Both aim to build an algorithm for $p(y|x)$ where $y$ is a discrete class label and $x$ is a vector of real (or possibly discretely valued) variables. In the discriminative approach, we propose a model $p(y|x,\theta)$ and use a training data set $D=\{(x_1,y_1),(x_2,y_2),\ldots,(x_N,y_N)\}$ to infer good values for the parameters. For instance, in a maximum likelihood setting, we choose the parameters $\hat{\theta}$ that maximize $p(D|\theta)$. The classification algorithm is now given by $$p(y|x) = p(y|x,\hat{\theta})\,.$$ In the generative approach, we also aim to design an algorithm $p(y|x)$ through a parametric model that is now given by $p(y,x|\theta) = p(x|y,\theta)p(y|\theta)$. Again, we use the data set to train the parameters, eg, $\hat{\theta} = \arg\max_\theta p(D|\theta)$, and the classification algorithm is now given by Bayes rule: $$p(y|x) \propto p(x|y,\hat{\theta})\cdot p(y|\hat{\theta})$$

• [3] (Bishop ex.4.7) (#) Show that the logistic sigmoid function $\sigma(a) = \frac{1}{1+\exp(-a)}$ satisfies the property $\sigma(-a) = 1-\sigma(a)$ and that its inverse is given by $\sigma^{-1}(y) = \log\{y/(1-y)\}$.
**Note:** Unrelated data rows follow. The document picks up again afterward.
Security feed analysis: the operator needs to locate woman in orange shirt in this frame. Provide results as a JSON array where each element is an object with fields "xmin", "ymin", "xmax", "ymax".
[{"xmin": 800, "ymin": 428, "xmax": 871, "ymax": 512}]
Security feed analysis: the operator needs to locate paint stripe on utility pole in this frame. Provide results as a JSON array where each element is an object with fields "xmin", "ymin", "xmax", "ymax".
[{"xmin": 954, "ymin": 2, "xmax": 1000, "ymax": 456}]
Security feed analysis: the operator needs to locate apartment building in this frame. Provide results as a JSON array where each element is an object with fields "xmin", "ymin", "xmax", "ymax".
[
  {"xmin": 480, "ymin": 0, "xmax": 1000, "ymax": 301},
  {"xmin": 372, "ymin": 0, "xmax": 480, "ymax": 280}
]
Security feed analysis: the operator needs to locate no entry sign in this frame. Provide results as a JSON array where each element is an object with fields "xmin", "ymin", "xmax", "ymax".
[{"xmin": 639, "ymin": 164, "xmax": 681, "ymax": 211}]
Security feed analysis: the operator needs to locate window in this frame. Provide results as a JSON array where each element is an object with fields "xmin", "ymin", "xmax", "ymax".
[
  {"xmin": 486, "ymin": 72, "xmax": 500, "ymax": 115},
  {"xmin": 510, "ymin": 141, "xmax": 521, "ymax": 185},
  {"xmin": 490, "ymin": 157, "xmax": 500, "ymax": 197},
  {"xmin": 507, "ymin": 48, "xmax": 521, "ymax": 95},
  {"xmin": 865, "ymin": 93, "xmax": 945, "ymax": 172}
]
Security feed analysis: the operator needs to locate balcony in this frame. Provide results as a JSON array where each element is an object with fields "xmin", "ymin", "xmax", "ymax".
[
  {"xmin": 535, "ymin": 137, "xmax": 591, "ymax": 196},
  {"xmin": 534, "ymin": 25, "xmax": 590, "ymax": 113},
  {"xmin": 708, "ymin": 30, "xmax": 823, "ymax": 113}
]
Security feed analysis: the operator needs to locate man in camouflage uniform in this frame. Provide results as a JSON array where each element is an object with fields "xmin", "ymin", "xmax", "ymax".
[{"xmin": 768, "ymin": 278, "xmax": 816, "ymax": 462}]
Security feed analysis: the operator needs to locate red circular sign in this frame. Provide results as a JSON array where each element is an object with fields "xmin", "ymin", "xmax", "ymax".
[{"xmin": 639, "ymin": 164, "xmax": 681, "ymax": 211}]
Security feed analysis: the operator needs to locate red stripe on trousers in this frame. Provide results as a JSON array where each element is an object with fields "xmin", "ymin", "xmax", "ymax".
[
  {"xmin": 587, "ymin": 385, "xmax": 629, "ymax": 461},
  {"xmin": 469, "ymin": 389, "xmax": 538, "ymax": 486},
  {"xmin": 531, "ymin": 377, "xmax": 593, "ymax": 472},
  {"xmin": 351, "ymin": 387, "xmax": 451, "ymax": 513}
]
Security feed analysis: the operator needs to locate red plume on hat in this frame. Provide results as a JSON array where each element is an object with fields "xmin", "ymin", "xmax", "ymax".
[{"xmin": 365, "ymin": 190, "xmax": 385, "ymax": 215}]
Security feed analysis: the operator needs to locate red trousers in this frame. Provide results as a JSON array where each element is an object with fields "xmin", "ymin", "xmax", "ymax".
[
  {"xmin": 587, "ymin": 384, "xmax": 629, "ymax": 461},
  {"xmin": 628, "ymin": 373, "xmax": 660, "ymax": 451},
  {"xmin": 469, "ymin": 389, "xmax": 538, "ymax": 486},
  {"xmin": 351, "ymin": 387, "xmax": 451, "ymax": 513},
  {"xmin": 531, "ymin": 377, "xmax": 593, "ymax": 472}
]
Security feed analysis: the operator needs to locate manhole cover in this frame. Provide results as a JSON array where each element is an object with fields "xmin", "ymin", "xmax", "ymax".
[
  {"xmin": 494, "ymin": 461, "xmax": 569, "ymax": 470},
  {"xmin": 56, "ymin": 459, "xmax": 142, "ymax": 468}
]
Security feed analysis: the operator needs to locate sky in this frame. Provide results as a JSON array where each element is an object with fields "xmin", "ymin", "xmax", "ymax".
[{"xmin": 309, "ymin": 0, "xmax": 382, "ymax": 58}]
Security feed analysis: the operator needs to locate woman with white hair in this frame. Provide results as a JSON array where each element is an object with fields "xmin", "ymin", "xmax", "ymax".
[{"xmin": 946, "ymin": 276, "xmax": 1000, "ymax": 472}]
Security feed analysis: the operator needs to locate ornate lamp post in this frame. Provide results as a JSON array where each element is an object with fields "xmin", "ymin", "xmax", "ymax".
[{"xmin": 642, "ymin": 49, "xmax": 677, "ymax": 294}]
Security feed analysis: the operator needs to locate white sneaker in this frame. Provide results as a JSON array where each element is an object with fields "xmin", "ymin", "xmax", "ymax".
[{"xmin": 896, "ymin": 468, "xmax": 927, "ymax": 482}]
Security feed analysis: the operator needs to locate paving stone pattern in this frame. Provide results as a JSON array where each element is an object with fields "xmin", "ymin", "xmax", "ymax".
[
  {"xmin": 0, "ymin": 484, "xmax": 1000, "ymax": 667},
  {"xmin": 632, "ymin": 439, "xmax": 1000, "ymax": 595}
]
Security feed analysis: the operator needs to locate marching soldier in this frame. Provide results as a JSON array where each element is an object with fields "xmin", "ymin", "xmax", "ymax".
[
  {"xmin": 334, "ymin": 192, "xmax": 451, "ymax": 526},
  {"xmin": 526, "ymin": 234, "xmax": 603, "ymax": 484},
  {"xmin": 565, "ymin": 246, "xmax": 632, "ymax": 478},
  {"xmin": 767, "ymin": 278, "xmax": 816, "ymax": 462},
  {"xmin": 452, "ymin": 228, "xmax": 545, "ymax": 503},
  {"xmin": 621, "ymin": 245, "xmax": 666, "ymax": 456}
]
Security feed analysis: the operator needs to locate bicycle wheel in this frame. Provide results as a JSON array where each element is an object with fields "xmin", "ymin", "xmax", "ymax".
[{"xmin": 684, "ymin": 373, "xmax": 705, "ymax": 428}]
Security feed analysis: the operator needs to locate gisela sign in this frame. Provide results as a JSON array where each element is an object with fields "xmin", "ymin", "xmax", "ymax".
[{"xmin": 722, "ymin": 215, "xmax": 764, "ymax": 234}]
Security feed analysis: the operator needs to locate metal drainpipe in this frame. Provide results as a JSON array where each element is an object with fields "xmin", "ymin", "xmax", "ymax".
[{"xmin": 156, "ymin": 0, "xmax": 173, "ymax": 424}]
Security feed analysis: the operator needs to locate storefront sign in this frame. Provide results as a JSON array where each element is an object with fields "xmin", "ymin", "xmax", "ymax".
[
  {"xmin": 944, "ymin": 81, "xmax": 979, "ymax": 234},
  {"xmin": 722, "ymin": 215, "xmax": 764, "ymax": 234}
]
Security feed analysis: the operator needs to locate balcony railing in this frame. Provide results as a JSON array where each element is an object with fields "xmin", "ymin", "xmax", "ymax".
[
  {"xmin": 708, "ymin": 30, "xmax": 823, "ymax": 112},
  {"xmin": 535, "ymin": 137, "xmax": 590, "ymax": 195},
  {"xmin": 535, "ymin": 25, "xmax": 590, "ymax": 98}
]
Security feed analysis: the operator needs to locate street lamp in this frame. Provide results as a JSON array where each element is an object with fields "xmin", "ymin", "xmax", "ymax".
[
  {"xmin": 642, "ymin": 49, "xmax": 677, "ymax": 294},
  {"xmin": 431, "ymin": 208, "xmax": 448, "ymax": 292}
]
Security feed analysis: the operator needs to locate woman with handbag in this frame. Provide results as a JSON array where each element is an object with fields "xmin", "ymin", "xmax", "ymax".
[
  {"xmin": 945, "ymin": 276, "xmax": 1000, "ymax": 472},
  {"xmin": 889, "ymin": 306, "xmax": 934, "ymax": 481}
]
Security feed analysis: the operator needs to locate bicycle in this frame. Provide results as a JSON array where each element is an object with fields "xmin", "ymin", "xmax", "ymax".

\begin{align*} 1- \sigma(a) &= 1 - \frac{1}{1 + \exp(-a)} = \frac{1+\exp(-a) - 1}{1+\exp(-a)} \\ &= \frac{\exp(-a)}{1+\exp(-a)} = \frac{1}{\exp(a)+1} = \sigma(-a)\end{align*}

Regarding the inverse, \begin{align*} y = \sigma(a) &= \frac{1}{1+\exp(-a)} \\ \Rightarrow \frac1y - 1 &= \exp(-a) \\ \Rightarrow \log\left( \frac{1-y}{y}\right) &= -a \\ \Rightarrow \log\left( \frac{y}{1-y}\right) &= a = \sigma^{-1}(y) \end{align*}

• [4] (Bishop ex.4.16) (###) Consider a binary classification problem in which each observation $x_n$ is known to belong to one of two classes, corresponding to $y_n = 0$ and $y_n = 1$. Suppose that the procedure for collecting training data is imperfect, so that training points are sometimes mislabelled. For every data point $x_n$, instead of having a value $y_n$ for the class label, we have instead a value $\pi_n$ representing the probability that $y_n = 1$. Given a probabilistic model $p(y_n = 1|x_n,\theta)$, write down the log-likelihood function appropriate to such a data set.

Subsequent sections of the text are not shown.